Bentuk Salatiga Ramah Investor

Wakil Walikota Salatiga, Muh Haris, SS, Msi. mengajak para pelaku usaha dan stakeholder mendukung Pemerintah Kota Salatiga dalam menciptakan iklim ramah investasi di Kota Salatiga. (foto: Pemkot Salatiga)

Sidomukti – Sesuai dengan amanat RPJMD 2017-2022, pada Misi yang ke-7, yakni meningkatkan kerjasama daya saing daerah dan daya tarik investasi dan memperluas akses lapangan pekerjaan, Wakil Walikota Salatiga, Muh Haris, SS, MSi mengajak para pelaku usaha dan stakeholder mendukung Pemerintah Kota Salatiga dalam menciptakan iklim ramah investasi di Kota Salatiga. Hal tersebut disampaikannya dalam kegiatan Business Gathering di Hotel Le Beringin Salatiga, Senin 14/10/2019.

Kegiatan ini diikuti oleh 40 pelaku usaha menengah besar, dunia perbankan, perangkat daerah terkait. Wakil Walikota meminta kepada semua pihak untuk bersama-sama membangun komunikasi, berkoordinasi, bersinergi, dan menyamakan visi dan misi guna meningkatkan pertumbuhan ekonomi di Kota Salatiga.

“Kota Salatiga memiliki beberapa kelebihan seperti masyarakat yang toleran, lokasi dan akses yang strategis. Pemerintah Kota Salatiga berupaya untuk memanfaatkan kelebihan tersebut untuk  mendukung terciptanya Kota Salatiga sebagai kota yang ramah investasi.

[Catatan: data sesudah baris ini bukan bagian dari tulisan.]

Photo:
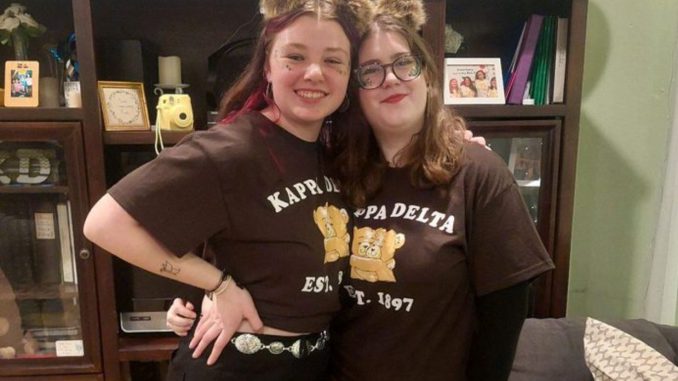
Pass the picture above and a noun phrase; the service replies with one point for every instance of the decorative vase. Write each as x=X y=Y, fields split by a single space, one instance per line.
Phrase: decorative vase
x=20 y=43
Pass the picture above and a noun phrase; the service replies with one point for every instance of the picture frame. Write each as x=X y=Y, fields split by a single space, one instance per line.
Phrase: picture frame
x=464 y=83
x=22 y=83
x=123 y=105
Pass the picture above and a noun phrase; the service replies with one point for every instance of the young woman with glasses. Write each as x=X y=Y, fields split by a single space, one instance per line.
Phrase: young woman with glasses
x=443 y=247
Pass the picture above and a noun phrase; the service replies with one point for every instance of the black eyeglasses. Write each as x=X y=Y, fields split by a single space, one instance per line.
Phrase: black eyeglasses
x=405 y=68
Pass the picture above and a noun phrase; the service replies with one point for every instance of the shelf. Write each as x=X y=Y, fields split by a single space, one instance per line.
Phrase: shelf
x=529 y=183
x=141 y=137
x=46 y=292
x=510 y=111
x=144 y=348
x=33 y=189
x=29 y=114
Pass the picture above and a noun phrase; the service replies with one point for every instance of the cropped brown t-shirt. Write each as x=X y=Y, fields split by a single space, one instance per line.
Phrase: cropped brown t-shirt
x=259 y=198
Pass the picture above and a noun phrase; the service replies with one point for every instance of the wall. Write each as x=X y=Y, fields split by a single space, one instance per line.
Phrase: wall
x=626 y=118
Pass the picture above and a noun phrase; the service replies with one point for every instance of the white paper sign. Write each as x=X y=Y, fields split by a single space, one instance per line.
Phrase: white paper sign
x=44 y=226
x=69 y=348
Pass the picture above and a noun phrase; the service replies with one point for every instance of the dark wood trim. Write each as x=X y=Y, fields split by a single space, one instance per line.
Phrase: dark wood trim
x=550 y=131
x=432 y=31
x=568 y=162
x=146 y=349
x=63 y=377
x=9 y=189
x=96 y=176
x=68 y=134
x=141 y=137
x=61 y=114
x=513 y=112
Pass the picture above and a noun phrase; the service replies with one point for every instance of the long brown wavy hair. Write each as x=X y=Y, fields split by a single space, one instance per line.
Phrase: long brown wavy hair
x=433 y=155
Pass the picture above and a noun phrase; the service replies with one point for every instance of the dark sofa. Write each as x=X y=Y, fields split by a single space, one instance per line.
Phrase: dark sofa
x=553 y=349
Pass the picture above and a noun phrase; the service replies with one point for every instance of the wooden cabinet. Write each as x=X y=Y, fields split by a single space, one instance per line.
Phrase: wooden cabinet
x=47 y=282
x=489 y=30
x=194 y=30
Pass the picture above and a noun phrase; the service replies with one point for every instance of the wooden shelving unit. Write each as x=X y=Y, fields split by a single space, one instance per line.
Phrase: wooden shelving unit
x=171 y=29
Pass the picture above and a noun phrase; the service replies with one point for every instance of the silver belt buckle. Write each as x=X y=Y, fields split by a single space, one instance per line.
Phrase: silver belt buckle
x=249 y=344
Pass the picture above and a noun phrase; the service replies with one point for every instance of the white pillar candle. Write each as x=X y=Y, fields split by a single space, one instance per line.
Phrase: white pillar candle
x=49 y=92
x=169 y=70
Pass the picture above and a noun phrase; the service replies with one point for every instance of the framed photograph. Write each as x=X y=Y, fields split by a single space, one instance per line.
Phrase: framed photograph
x=123 y=105
x=473 y=81
x=21 y=83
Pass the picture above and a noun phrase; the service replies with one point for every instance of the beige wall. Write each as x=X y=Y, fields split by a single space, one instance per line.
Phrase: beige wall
x=629 y=78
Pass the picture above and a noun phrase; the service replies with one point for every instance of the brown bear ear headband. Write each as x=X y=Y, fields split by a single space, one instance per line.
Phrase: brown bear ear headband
x=409 y=12
x=360 y=11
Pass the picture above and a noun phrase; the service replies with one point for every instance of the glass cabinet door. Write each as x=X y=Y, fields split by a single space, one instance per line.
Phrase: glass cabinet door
x=47 y=307
x=529 y=149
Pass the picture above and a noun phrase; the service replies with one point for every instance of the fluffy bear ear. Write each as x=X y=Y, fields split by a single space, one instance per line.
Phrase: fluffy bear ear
x=409 y=12
x=273 y=8
x=363 y=12
x=359 y=11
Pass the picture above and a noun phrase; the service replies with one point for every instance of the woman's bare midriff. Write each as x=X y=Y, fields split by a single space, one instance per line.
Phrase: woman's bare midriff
x=247 y=328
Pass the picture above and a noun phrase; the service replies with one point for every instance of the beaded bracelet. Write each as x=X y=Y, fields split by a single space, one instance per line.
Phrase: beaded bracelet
x=223 y=286
x=221 y=280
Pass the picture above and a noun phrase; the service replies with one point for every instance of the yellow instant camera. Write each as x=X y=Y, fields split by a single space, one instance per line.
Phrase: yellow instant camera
x=174 y=112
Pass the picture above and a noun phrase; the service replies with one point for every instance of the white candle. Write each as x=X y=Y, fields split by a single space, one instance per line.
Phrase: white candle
x=169 y=70
x=49 y=92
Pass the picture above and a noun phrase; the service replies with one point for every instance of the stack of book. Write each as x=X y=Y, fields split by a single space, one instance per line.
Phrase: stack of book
x=537 y=72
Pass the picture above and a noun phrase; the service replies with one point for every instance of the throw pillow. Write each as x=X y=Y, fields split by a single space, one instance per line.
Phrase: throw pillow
x=612 y=354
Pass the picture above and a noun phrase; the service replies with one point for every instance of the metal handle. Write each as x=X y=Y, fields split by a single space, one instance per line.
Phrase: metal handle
x=84 y=254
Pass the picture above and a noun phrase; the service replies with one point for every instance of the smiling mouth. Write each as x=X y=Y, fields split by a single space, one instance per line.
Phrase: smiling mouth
x=394 y=98
x=308 y=94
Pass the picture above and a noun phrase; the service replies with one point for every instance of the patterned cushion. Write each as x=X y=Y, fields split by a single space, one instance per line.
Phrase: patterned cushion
x=612 y=354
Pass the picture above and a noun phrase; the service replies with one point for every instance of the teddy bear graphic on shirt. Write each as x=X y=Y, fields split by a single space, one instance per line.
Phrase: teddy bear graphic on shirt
x=373 y=252
x=332 y=224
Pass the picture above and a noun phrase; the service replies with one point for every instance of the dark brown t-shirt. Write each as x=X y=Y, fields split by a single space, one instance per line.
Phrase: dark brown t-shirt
x=257 y=195
x=419 y=257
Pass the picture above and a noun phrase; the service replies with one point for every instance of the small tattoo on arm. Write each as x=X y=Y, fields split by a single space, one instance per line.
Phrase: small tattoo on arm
x=169 y=268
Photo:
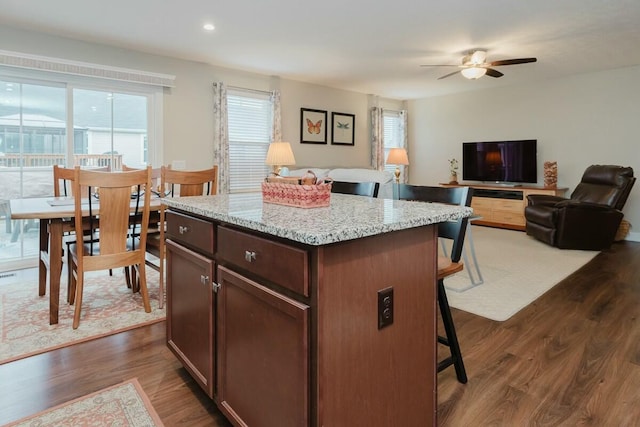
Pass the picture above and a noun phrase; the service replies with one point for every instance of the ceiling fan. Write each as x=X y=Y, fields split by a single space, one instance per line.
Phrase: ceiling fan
x=474 y=65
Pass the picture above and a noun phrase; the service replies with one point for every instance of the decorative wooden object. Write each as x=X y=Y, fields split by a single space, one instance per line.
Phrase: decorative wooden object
x=550 y=174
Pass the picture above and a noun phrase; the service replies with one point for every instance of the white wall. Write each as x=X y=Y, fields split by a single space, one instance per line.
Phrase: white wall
x=578 y=121
x=188 y=107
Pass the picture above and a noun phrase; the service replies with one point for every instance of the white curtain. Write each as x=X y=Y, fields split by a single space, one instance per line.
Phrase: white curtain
x=221 y=136
x=377 y=139
x=404 y=141
x=277 y=118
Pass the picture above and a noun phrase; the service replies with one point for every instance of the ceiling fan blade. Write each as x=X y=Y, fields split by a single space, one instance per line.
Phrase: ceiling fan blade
x=494 y=73
x=448 y=75
x=439 y=65
x=512 y=61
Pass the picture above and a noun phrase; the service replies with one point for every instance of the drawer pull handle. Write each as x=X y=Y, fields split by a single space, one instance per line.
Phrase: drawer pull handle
x=249 y=256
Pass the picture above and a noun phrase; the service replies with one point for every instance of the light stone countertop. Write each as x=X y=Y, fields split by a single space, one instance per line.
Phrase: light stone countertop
x=348 y=217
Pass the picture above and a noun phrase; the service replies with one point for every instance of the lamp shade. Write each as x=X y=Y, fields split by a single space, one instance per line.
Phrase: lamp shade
x=280 y=154
x=474 y=72
x=397 y=156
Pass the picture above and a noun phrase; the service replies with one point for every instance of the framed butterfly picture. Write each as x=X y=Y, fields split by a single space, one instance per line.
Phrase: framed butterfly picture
x=313 y=126
x=343 y=128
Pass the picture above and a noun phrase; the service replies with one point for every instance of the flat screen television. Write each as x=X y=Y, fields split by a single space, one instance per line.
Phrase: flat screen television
x=500 y=161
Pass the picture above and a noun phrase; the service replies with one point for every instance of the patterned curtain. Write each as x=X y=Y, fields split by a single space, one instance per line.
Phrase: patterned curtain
x=276 y=136
x=377 y=139
x=221 y=136
x=404 y=143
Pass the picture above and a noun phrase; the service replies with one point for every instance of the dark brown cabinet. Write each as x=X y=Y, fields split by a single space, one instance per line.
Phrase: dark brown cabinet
x=190 y=312
x=263 y=354
x=290 y=335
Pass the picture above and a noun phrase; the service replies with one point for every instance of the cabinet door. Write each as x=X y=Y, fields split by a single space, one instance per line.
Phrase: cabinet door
x=263 y=354
x=190 y=312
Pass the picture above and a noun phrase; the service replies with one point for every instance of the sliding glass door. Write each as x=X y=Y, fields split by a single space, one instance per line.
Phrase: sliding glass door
x=33 y=136
x=104 y=128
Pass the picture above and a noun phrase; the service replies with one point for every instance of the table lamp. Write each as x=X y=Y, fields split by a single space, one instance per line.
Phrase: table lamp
x=397 y=156
x=280 y=154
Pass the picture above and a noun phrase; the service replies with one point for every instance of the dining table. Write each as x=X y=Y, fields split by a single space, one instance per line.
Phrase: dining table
x=56 y=217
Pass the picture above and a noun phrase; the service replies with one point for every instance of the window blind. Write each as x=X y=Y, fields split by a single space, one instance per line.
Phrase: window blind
x=250 y=115
x=392 y=135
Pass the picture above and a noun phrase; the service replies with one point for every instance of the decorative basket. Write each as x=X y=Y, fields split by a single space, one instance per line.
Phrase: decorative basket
x=297 y=195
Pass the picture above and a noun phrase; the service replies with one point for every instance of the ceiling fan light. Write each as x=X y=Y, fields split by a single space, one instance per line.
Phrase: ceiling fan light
x=473 y=73
x=478 y=57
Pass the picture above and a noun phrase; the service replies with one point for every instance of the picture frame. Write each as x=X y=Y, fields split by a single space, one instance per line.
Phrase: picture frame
x=343 y=128
x=313 y=126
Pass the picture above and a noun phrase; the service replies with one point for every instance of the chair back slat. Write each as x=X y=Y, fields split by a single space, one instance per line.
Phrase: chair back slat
x=189 y=183
x=115 y=215
x=453 y=230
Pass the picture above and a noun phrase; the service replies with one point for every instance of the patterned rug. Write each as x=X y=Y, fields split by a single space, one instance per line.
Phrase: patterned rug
x=517 y=269
x=124 y=404
x=108 y=307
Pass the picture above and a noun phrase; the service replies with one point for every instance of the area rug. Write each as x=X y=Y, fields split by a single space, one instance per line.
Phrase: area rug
x=517 y=269
x=108 y=307
x=124 y=404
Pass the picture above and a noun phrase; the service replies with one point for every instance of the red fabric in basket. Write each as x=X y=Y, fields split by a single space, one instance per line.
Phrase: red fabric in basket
x=301 y=196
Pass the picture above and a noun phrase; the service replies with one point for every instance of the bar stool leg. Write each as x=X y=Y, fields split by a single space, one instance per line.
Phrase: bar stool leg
x=451 y=339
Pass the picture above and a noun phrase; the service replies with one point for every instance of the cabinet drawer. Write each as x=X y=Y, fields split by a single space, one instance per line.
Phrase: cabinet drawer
x=194 y=233
x=508 y=218
x=481 y=203
x=515 y=206
x=284 y=265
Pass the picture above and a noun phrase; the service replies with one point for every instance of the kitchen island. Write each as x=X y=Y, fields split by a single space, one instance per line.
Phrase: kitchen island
x=307 y=317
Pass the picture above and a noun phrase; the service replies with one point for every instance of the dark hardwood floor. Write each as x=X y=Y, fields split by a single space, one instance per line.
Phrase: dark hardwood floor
x=571 y=358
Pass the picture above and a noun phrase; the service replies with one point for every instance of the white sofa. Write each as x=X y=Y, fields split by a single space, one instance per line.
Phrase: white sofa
x=384 y=178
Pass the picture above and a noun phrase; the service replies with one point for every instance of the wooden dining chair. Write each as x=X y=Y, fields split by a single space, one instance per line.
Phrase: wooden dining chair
x=447 y=265
x=63 y=187
x=154 y=222
x=174 y=183
x=115 y=246
x=369 y=189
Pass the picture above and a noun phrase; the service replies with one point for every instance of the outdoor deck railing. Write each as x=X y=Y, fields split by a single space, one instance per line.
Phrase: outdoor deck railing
x=35 y=160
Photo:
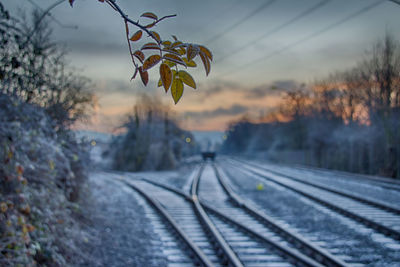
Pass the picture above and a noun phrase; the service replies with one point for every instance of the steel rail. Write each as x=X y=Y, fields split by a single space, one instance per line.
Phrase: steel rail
x=370 y=202
x=322 y=256
x=230 y=255
x=288 y=252
x=201 y=257
x=369 y=223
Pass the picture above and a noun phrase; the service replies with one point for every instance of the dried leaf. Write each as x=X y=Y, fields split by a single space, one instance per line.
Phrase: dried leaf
x=206 y=52
x=149 y=15
x=171 y=50
x=19 y=169
x=177 y=43
x=150 y=46
x=139 y=55
x=177 y=89
x=206 y=62
x=174 y=58
x=166 y=76
x=151 y=61
x=144 y=75
x=169 y=63
x=151 y=25
x=136 y=36
x=167 y=43
x=182 y=50
x=190 y=63
x=134 y=74
x=187 y=78
x=156 y=36
x=192 y=51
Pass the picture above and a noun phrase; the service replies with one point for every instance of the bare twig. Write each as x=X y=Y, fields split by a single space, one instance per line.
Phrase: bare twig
x=54 y=18
x=115 y=6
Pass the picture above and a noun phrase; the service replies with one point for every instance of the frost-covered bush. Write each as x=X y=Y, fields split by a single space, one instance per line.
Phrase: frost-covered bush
x=152 y=141
x=41 y=172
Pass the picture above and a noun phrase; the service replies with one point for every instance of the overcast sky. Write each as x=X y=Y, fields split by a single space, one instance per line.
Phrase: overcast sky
x=257 y=45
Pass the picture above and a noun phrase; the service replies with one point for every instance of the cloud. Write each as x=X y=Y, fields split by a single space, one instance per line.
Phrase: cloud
x=230 y=111
x=109 y=86
x=273 y=88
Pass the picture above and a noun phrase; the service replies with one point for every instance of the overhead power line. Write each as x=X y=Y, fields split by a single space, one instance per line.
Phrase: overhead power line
x=241 y=21
x=52 y=17
x=308 y=37
x=395 y=1
x=274 y=30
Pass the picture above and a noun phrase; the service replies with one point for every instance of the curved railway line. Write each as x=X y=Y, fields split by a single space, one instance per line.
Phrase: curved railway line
x=381 y=217
x=228 y=231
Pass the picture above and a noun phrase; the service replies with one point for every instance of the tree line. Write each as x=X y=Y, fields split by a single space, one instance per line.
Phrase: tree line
x=346 y=121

Saya mengajak stakeholder dari dunia perbankan, pelaku usaha untuk mendukung pemerintah dalam menciptakan iklim ramah investasi,” tutur Wakil Walikota.

Menurut RPJMD 2017-2022 pemerintah merencanakan Kota Salatiga sebagai salah satu destinasi wisata, dengan memanfaatkan pemandangan yang indah, keragaman kuliner, wajah kota yang dipercantik, hingga rencana membangun tempat rekreasi dan rest area di Tol Tingkir.

Kepala DPMPTSP Kota Salatiga, Dra. Sulistyaningsih, MT, sebagai pelaksana sekaligus pembicara dengan moderator Eko Suseno Hendro Riyadi Matrutty, SE, MM. dosen UKSW Salatiga, mengatakan bahwa kegiatan tersebut bertujuan untuk menjalin komunikasi dua arah antara pemkot Salatiga dengan pelaku usaha.

“Selain itu, kegiatan ini bertujuan meningkatkan koordinasi dan kerjasama antar stakeholder investasi di Kota Salatiga dan menumbuhkan perekonomian, meningkatkan pembangunan ekonomi berkelanjutan dalam rangka mewujudkan kesejahteraan masyarakat,” ujarnya.

Dukung Pemda Ramah Investasi

Saat ini  investasi menjadi perhatian yang sangat serius. Hal ini disebabkan karena saat ini peringkat kemudahan berusaha Indonesia berada pada rangking 109, jauh di bawah negara-negara tenangga seperti Singapura, Malaysia, Thailand, Brunei Darrussalam, Vietnam dan Filipina. Kondisi ini sangat mengkhawatirkan mengingat Indonesia juga masuk dalam pasar bebas ASEAN (Masyarakat Ekonomi ASEAN-MEA). Untuk itu pemerintah telah melakukan berbagai upaya dalam meningkatkan investasi di Indonesia.

Untuk meningkatkan pertumbuhan ekonomi, pemerintah berharap besar pada investasi asing maupun lokal. Namun sering terjadi ketidaksesuaian aturan dari pusat dengan aturan daerah, yang kemudian menjadi penghambat.

Direktur Jenderal Pengembangan Perwilayahan Industri Kementerian Perindustrian Dedi Mulyadi menuturkan, kebijakan pemerintah daerah di era otonomi daerah tidak boleh membebani dunia usaha. Dedi mencontohkan, tidak perlu lagi ada kebijakan izin gangguan di daerah yang memang diperuntukkan bagi kawasan industri.